Chilled Bloody Mary Soup with Crabmeat
A cold soup is always a refreshing first course on a hot day; this one -- a refreshing cross between gazpacho and a Bloody Mary -- doesn't require any time on the stove at all.
- Servings: 10
Source: Martha Stewart Living, August/September 1993
- 6 ripe tomatoes
- 4 large red bell peppers, seeded
- 2 large green bell pepper, seeded
- 2 cucumbers, peeled and seeded
- 3 celery, strings removed
- 1 small clove garlic
- 1 small red onion
- 3 tablespoons olive oil
- Juice of 2 limes, or to taste
- 4 tablespoons Worcestershire sauce
- Salt and freshly ground black pepper
- Tabasco sauce, to taste
- 2 tablespoons freshly grated horseradish, or to taste
- 1/2 cup vodka, (optional)
- 1 pound jumbo lump crab meat, picked over for shells and cartilage
Cut vegetables, garlic, and onion into large chunks, and puree in batches in a blender or food processor, adding some of the olive oil to each batch.
Strain through a sieve into a large bowl to remove skins and seeds.
Add lime juice, Worcestershire sauce, salt and pepper to taste, Tabasco, horseradish, and vodka, if desired.
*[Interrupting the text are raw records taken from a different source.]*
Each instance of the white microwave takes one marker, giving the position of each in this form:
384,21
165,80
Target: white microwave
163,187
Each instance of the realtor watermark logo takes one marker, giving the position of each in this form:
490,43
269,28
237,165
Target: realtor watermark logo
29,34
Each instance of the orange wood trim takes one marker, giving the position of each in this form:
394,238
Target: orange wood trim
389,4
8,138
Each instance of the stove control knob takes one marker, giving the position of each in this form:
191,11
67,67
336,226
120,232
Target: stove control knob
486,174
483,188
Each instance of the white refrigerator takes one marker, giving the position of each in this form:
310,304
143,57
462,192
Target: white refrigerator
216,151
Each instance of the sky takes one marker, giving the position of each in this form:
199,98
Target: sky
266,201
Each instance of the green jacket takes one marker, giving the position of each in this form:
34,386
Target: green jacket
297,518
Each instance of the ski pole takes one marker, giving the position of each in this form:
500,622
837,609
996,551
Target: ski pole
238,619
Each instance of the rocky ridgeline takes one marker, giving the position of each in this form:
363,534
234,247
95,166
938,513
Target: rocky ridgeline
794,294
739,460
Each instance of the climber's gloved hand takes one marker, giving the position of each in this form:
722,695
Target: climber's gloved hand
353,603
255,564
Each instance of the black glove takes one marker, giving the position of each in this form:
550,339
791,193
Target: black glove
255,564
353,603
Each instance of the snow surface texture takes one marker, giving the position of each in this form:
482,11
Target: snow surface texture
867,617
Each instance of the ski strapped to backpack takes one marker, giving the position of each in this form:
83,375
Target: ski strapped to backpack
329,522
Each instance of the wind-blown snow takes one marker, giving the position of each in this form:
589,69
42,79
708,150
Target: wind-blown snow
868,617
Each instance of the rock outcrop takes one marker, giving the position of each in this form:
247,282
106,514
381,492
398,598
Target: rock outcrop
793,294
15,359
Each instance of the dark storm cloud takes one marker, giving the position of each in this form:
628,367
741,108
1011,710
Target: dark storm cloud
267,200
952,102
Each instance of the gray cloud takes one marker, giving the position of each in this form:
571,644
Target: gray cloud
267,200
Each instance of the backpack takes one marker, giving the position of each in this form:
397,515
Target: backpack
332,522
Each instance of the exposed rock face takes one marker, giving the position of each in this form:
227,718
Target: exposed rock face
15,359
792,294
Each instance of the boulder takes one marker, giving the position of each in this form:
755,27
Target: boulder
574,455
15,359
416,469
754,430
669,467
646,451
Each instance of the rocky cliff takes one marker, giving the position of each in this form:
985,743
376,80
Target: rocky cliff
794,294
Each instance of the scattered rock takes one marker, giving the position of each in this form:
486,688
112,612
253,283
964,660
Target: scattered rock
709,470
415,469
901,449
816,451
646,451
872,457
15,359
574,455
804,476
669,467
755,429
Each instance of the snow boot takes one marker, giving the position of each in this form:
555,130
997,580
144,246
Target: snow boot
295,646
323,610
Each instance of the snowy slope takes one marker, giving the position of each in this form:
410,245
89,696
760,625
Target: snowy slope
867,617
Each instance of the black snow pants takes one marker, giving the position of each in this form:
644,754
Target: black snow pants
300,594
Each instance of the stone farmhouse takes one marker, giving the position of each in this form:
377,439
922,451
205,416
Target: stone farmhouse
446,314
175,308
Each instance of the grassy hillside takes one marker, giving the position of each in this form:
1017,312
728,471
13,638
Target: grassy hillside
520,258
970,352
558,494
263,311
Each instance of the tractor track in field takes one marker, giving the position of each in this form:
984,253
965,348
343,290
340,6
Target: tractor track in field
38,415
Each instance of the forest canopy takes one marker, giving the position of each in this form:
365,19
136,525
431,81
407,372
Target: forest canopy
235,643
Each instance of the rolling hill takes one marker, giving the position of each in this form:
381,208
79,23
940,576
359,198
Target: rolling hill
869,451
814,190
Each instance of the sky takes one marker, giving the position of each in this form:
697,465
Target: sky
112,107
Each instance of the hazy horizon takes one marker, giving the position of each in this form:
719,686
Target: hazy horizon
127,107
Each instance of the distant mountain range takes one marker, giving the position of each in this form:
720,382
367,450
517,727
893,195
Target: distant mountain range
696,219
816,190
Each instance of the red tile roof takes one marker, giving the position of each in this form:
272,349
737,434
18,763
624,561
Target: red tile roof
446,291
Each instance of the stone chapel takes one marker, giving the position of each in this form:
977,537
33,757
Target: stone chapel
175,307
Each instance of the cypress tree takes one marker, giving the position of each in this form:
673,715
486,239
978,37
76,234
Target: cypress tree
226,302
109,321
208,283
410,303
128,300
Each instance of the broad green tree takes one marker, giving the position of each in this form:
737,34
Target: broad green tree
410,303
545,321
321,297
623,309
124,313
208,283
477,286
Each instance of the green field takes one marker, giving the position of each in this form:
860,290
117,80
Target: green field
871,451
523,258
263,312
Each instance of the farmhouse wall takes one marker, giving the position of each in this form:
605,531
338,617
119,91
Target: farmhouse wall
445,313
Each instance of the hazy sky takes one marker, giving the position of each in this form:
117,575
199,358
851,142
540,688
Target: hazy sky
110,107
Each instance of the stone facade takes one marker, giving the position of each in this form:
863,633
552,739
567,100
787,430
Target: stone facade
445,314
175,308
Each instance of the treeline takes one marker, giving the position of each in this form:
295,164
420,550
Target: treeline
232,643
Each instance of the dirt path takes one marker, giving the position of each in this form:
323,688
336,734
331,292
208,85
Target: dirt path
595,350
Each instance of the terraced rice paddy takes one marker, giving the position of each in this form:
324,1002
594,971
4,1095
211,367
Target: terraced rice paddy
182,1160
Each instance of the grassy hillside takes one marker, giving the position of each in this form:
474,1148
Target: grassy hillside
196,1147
Cover and chill at least 2 hours, or overnight. Taste before serving; adjust seasonings if necessary. The amount of lime juice needed will depend on the acidity of the tomatoes.
Ladle into soup bowls, and place about 1/4 cup of crabmeat in the center. Grate additional fresh horseradish over surface of soup, if desired, and serve immediately.